松本大氏:総選挙があり、マーケットが随分上がっているということで、「なんでだろう?」と思っている方もいるかと思うので、まずは簡単にそれだけお答えしておきます。

おそらく、自民党がかなり議席を減らしたわけですが、国民民主党なりと連携をしていかないと政権運営ができにくい中で、国民民主党が言っているような財政出動、あるいは減税などを自民党政権も取り入れていかなきゃならないんじゃないかとか。

あるいは、日銀との関係でも、石破(茂)さんは、金利は上げていったほうがいいんじゃないかというのがどこかにあったと思うのですが、このような状況ではとてもそんなことを言い出せないので、金利は上げられないだろう、ということで円安になる。

財政出動という言い方はちょっとアレですが、そういう財政を使った景気浮揚策が出やすくなるんじゃないかとか、そういう一連の連想で流動性が増えてマーケットが上がったのだと思うんですね。

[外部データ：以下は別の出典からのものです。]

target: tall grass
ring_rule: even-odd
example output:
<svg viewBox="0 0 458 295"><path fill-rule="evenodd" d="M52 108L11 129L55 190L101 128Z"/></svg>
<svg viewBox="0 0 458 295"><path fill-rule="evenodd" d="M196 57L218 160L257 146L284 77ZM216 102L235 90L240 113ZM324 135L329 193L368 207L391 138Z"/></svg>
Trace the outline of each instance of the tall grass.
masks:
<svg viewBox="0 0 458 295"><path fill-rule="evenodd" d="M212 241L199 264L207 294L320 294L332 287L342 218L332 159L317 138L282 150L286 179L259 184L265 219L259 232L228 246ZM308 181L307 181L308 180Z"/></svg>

総選挙で与党があれだけ負けた次の日のマーケットで、以前の日本であれば株式は売られたと思うんですよね。ところが今回は上がった。上がった理由は先ほど言ったように、説明できるのですが、もし下がっていても、やはりもっともらしい説明ができるんですね。

やはり上がったことが大切で、なぜ上がったかというと、センチメントとしてインフレ的な連想が日本は強いということと、中国やヨーロッパはいろいろな問題があって今はとても投資ができないので、お金はアメリカと日本しか行きようがないとか、そういったことがあって、やはり今回の中でも、マーケットは上がる方向を選んだんだと思うんですね。それがすごく重要なところじゃないのかなと思っています。

質疑応答:TOBされたティーガイア社について

それでは、いただいたご質問についてお答えしていきたいと思います。質問は全部読むのではなく、要約しながら対応をしていきたいと思います。

「先日ベインキャピタル社(Bain Capital LLC)にTOBされたティーガイア社(3738)について。通常TOBされると株価が上昇すると思うのですが、当該企業は26パーセントのディスカウントTOBです。どういうことなんでしょうか?」ということです。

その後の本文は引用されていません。